Yes, when the microfilms are read in the diaries there are various spellings that link the Waterbridge to the nearby place Dunstall Hll and those spellings of the place vary, and the writing can have more than one interpretation in Green's hand writing.

I copied one case as "Turnstaff" and others of Turnstall, but the fact remains that the house was called Dunstall and that was where the racecourse was before it was moved to the present location.

John Langford was concerned enough to make the case for Dunstall instead of Tunstall and why a connection should be made with Tunstall. near Stoke, should be made is not the best comparison.

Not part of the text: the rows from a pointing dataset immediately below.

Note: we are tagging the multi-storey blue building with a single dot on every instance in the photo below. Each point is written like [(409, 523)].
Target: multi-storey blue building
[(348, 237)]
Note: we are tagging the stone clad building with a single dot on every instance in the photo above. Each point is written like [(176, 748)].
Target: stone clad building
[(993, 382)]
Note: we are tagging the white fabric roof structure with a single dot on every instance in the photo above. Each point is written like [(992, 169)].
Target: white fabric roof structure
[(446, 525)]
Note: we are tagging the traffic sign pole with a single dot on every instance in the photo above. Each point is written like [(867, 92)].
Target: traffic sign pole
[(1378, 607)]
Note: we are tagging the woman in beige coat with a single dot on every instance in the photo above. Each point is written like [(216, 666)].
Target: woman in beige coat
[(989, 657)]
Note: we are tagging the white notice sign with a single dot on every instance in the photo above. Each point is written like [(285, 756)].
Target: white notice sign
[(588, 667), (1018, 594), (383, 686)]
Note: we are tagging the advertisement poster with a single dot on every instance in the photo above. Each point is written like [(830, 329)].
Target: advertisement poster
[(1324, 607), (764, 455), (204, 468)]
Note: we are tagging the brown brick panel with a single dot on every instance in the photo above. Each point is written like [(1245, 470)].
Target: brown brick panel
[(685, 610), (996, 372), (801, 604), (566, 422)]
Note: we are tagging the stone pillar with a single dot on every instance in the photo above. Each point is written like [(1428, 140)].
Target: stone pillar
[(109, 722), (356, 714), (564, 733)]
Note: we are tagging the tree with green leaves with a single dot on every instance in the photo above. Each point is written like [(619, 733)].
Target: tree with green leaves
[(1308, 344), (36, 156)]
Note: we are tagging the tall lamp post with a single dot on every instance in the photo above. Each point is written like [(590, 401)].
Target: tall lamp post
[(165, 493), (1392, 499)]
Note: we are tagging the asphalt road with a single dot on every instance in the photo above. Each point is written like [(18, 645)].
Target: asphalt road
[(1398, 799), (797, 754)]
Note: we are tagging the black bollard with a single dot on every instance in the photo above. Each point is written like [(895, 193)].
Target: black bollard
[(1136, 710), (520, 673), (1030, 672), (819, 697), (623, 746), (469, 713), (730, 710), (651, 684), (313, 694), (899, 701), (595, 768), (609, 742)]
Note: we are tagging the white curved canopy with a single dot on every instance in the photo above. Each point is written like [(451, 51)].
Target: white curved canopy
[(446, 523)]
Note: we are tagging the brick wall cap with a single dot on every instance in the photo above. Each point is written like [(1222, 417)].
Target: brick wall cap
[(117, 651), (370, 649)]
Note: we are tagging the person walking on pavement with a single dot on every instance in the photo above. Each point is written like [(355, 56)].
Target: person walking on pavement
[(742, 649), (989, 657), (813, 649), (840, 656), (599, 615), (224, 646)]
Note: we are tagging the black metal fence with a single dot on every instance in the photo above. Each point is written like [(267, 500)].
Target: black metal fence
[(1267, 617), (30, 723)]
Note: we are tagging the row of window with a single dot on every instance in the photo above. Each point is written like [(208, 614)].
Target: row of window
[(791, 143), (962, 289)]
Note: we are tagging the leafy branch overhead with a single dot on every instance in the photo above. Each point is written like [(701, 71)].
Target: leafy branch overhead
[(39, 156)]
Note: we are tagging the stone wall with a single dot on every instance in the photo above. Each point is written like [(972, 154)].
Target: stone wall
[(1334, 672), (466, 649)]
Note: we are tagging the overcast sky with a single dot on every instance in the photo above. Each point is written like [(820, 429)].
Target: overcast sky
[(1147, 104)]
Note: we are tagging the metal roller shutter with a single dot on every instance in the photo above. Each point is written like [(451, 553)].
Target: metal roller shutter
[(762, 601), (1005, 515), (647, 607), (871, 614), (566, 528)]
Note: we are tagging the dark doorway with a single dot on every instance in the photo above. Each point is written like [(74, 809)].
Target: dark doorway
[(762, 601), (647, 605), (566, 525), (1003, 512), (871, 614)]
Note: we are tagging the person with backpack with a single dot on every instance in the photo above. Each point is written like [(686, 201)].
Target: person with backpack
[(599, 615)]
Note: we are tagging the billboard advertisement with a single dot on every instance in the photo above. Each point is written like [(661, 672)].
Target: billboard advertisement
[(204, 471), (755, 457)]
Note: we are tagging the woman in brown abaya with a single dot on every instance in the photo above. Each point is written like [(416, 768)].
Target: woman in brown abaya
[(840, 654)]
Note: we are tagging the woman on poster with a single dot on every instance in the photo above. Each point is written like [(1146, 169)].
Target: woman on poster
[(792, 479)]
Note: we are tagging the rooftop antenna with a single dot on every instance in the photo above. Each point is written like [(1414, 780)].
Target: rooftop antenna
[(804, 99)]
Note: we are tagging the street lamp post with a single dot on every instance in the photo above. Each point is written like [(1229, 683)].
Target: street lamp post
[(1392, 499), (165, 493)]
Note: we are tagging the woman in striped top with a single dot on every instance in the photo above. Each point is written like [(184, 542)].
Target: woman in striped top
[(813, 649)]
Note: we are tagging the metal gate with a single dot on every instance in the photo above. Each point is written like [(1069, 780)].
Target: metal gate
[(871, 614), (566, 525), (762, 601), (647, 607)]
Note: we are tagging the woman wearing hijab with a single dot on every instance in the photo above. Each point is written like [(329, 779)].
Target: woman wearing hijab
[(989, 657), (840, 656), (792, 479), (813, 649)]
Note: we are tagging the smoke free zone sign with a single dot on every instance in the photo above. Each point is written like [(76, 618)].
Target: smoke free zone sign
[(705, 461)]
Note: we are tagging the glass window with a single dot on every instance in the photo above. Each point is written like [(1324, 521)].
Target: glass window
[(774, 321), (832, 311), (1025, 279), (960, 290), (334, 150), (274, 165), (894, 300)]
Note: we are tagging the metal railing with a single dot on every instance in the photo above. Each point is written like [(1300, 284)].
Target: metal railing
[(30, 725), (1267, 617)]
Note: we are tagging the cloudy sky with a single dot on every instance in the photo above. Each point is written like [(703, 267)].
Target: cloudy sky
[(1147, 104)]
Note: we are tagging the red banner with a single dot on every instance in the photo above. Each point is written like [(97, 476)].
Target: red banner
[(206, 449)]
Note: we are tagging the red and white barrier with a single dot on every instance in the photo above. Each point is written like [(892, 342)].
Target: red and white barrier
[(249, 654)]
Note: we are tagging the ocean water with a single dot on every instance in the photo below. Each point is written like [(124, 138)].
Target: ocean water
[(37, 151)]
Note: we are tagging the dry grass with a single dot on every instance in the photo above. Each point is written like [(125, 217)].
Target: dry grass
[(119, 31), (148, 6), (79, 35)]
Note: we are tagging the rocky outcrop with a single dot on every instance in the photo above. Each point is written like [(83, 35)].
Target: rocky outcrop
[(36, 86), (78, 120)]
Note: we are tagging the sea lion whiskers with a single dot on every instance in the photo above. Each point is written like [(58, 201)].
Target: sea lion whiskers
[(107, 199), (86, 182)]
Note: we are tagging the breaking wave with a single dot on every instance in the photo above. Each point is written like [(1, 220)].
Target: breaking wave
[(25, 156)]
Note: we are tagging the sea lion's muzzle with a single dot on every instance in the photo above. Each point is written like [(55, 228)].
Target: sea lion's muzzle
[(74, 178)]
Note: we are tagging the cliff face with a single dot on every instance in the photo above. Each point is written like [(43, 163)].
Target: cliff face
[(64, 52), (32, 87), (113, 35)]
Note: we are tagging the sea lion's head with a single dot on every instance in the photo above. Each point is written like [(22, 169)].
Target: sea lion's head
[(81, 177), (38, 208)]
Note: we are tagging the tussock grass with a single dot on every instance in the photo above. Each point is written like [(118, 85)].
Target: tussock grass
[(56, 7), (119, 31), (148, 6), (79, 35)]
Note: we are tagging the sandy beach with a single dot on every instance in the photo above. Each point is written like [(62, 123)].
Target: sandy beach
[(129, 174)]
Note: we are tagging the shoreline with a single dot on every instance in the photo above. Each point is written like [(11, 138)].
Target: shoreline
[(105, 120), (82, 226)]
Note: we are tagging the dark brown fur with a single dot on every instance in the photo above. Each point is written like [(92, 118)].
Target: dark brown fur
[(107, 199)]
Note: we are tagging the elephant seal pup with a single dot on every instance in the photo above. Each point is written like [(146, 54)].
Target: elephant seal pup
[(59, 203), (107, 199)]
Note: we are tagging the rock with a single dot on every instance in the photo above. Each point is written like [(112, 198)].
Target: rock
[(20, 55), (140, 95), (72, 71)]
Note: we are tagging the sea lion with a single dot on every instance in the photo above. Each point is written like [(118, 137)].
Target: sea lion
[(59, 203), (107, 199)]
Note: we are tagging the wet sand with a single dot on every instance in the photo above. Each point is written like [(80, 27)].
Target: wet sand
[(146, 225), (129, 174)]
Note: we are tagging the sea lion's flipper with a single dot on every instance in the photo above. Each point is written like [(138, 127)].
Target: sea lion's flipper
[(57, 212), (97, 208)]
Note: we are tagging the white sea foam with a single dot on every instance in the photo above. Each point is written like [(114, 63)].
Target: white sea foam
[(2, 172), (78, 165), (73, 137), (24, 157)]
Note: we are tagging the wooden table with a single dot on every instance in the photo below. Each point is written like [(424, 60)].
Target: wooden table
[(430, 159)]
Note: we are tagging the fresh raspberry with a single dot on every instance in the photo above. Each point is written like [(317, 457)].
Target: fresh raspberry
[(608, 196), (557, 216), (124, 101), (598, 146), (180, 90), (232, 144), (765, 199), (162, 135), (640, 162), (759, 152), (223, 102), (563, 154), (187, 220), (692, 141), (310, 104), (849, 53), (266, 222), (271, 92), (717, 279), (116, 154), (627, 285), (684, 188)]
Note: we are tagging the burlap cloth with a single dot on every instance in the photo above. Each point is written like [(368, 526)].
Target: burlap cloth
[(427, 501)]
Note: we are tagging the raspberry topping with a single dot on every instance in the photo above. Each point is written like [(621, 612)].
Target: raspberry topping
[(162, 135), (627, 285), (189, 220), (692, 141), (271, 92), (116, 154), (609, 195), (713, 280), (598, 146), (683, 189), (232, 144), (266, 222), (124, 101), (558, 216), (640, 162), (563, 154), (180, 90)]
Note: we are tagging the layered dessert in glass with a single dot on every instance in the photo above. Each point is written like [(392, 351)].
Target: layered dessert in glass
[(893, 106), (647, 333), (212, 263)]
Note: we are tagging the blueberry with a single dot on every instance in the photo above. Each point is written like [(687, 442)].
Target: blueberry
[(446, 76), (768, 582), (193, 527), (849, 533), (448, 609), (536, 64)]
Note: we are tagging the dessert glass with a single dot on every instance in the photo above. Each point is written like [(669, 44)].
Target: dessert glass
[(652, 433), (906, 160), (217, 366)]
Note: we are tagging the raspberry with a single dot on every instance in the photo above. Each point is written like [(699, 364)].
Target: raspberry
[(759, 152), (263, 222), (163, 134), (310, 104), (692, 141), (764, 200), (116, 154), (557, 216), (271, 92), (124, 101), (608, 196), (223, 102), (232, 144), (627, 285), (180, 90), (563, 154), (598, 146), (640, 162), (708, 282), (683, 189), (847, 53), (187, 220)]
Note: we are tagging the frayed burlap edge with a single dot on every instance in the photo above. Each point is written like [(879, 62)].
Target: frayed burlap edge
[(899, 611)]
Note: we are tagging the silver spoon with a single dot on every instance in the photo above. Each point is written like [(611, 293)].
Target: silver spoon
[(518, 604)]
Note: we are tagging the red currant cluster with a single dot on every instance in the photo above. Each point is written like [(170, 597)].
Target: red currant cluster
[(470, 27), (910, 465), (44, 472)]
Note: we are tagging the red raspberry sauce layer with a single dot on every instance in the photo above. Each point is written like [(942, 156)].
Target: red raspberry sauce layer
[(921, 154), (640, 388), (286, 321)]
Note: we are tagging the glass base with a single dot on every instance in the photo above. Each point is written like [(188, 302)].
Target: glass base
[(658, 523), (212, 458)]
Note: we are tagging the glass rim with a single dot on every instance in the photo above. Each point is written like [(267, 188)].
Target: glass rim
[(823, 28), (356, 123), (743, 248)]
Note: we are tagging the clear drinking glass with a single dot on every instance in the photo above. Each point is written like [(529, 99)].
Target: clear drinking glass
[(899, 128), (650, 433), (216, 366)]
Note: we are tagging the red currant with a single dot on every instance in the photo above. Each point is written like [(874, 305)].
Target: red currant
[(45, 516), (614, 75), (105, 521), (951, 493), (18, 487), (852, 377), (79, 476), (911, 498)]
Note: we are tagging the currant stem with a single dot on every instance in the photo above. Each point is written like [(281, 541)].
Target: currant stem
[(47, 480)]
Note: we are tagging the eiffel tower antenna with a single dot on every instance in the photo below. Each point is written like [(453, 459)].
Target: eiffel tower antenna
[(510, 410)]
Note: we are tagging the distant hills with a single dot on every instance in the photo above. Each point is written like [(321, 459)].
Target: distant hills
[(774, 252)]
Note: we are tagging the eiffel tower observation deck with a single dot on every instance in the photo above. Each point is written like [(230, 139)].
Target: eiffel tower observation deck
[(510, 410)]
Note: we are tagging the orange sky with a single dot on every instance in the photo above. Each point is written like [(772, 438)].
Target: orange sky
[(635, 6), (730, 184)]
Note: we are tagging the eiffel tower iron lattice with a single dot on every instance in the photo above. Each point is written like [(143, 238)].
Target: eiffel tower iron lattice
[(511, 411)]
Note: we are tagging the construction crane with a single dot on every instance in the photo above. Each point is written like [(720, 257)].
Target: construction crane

James Brindleys, Trent & Mersey Canal was started near Tunstall and that place was, and is, on that canal navigation, and making an association with a water-powered flint mill is equally obscure.

That Dunstall was also called Tunstall on an Ordnance Survey map is more relevant, but those that conducted that survey were they influenced by the dialect?
 
The Tunstall, which is a separate town to Burslem, not as quoted above, in the present City of Stoke-on-Trent. There were flint mills in the potteries, part of the process in pottery factories, but this has nothing, I feel, to the original Tunstall/Dunstall mentioned in this thread.
 
In around 1970 we took a boat down the Delph locks. It seems like the locks had not been used for some time and a passerby said we were the first boat he had seen for over a year.

There was a load of rubble behind the bottom lock gate so could not get the boat though. We had to leave it overnight.

The following day we called into the lock keepers’ cottage at Wolverly who had a long three pronged hook on a long pole. It used to be locked in a long steel tube outside his house. It had a nut on the top that fitted the lock key that kept it in secure.

After a lot of digging, scraping and swearing we manage to get the boat through. We then dropped the hook off one the way past Wolverley. I seem to recall we went up The Brach locks later that day too.
 
I grew up riding my bike around them and canoeing in a canvas kayak, watched a lot of canal journeys on tv, cruising the cut, great canal journeys etc. I never stop marveling at the wonderful engineering and workmanship involved. It will be a long time before we so much beauty and innovation again. Thank goodness for what we have!